All of lore.kernel.org
 help / color / mirror / Atom feed
* Ethernet padding - ti_cpsw vs DSA tail tag
@ 2021-05-31 12:40 Ben Hutchings
  2021-05-31 14:29 ` Vladimir Oltean
  0 siblings, 1 reply; 4+ messages in thread
From: Ben Hutchings @ 2021-05-31 12:40 UTC (permalink / raw)
  To: netdev
  Cc: Grygorii Strashko, linux-omap, Andrew Lunn, Vivien Didelot,
	Florian Fainelli, Vladimir Oltean

I'm working on a system that uses a TI Sitara SoC with one of its
Ethernet ports connected to the host port of a Microchip KSZ8795
switch.  I'm updating the kernel from 4.14.y to 5.10.y.  Currently I
am using the ti_cpsw driver, but it looks like the ti_cpsw_new driver
has the same issue.

The Microchip switch expects a tail tag on ingress from the host port
to control which external port(s) to forward to.  This must appear
immediately before the frame checksum.  The DSA core correctly pads
outgoing skbs to at least 60 bytes before tag_ksz appends the tag.

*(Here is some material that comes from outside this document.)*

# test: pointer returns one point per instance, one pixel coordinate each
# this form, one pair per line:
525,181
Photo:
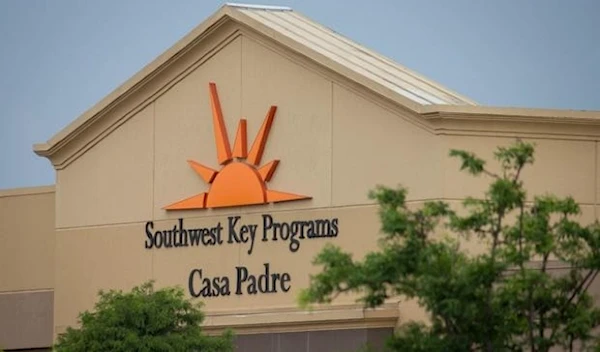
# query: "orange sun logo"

However, since commit 9421c9015047 ("net: ethernet: ti: cpsw: fix min
eth packet size"), the cpsw driver pads outgoing skbs to at least 64
bytes.  This means that in smaller packets the tag byte is no longer
at the tail.

It's not obvious to me where this should be fixed.  Should drivers
that pad in ndo_start_xmit be aware of any tail tag that needs to be
moved?  Should DSA be aware that a lower driver has a minimum size >
60 bytes?

Ben.

^ permalink raw reply	[flat|nested] 4+ messages in thread

* Re: Ethernet padding - ti_cpsw vs DSA tail tag
  2021-05-31 12:40 Ethernet padding - ti_cpsw vs DSA tail tag Ben Hutchings
@ 2021-05-31 14:29 ` Vladimir Oltean
  2021-05-31 15:22   ` Florian Fainelli
  2021-06-11 14:12   ` Grygorii Strashko
  0 siblings, 2 replies; 4+ messages in thread
From: Vladimir Oltean @ 2021-05-31 14:29 UTC (permalink / raw)
  To: Ben Hutchings
  Cc: netdev, Grygorii Strashko, linux-omap, Andrew Lunn,
	Vivien Didelot, Florian Fainelli

Hi Ben,

On Mon, May 31, 2021 at 02:40:52PM +0200, Ben Hutchings wrote:
> I'm working on a system that uses a TI Sitara SoC with one of its
> Ethernet ports connected to the host port of a Microchip KSZ8795
> switch.  I'm updating the kernel from 4.14.y to 5.10.y.  Currently I
> am using the ti_cpsw driver, but it looks like the ti_cpsw_new driver
> has the same issue.
> 
> The Microchip switch expects a tail tag on ingress from the host port
> to control which external port(s) to forward to.  This must appear
> immediately before the frame checksum.  The DSA core correctly pads
> outgoing skbs to at least 60 bytes before tag_ksz appends the tag.
> 
> However, since commit 9421c9015047 ("net: ethernet: ti: cpsw: fix min
> eth packet size"), the cpsw driver pads outgoing skbs to at least 64
> bytes.  This means that in smaller packets the tag byte is no longer
> at the tail.
> 
> It's not obvious to me where this should be fixed.  Should drivers
> that pad in ndo_start_xmit be aware of any tail tag that needs to be
> moved?  Should DSA be aware that a lower driver has a minimum size >
> 60 bytes?

These are good questions.

In principle, DSA needs a hint from the master driver for tail taggers
to work properly. We should pad to ETH_ZLEN + <the hint value> before
inserting the tail tag. This is for correctness, to ensure we do not
operate in marginal conditions which are not guaranteed to work.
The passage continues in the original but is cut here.